European farming is on a much smaller scale, due to tradition and land use patterns that go back thousands of years. Furthermore much of Europe's geography does not favor large, unbroken farms required for very large scale industrial farm practices. As the story makes clear, European farmers focus on very high-quality, labor intensive products, such as hand-raised beef. On the Burgundian farm featured in the story, each cow has a name, and every steak sold in France can be traced back to its donor. If American farms product were allowed unbridled competition with their European cousins, they would quickly eliminate the European farm industry, not because the products are better (which they certainly are not) but because they are much, much cheaper. But this is not something that Greenpeace can put in a soundbite ("Please keep GMO foods out of Europe because they bring down prices!") so they print nonsense, implying that GMOs are toxic.

One problem with the NPR story- they state that US cattle are raised on feedlots, which is incorrect. Cattle are ruminants and cannot spend their entire lives in a feedlot. They are free range untill the last few months of their lives, at which time they are fattened in feedlots, a process referred to as "finishing". But you can buy a quarter of a head from a producer that is (1) raised organically; (2) raised free-range, grass fed his entire life, or (3) raised in the conventional manner, with the finishing in a feedlot.

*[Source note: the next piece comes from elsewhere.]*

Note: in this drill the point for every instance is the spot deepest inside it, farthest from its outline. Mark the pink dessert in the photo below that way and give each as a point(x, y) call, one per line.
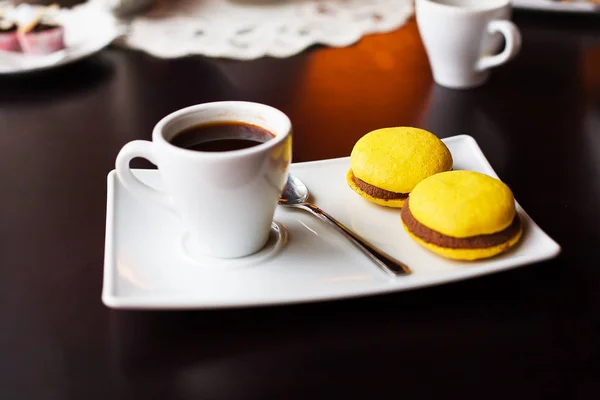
point(42, 39)
point(8, 37)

GMOs are the only feasible way that many tropical plant diseases (such as fungal diseases) can be conquered. The alternative are extremely toxic, mutagenic fungicides or, for poor, third world farmers, nothing, which means poor or non-existent yields. Organizations that claim they are fighting for a clean environment are doing a disservice to their membership. There are many good reasons for maintaining the high quality of European farm products but safety is not one of them.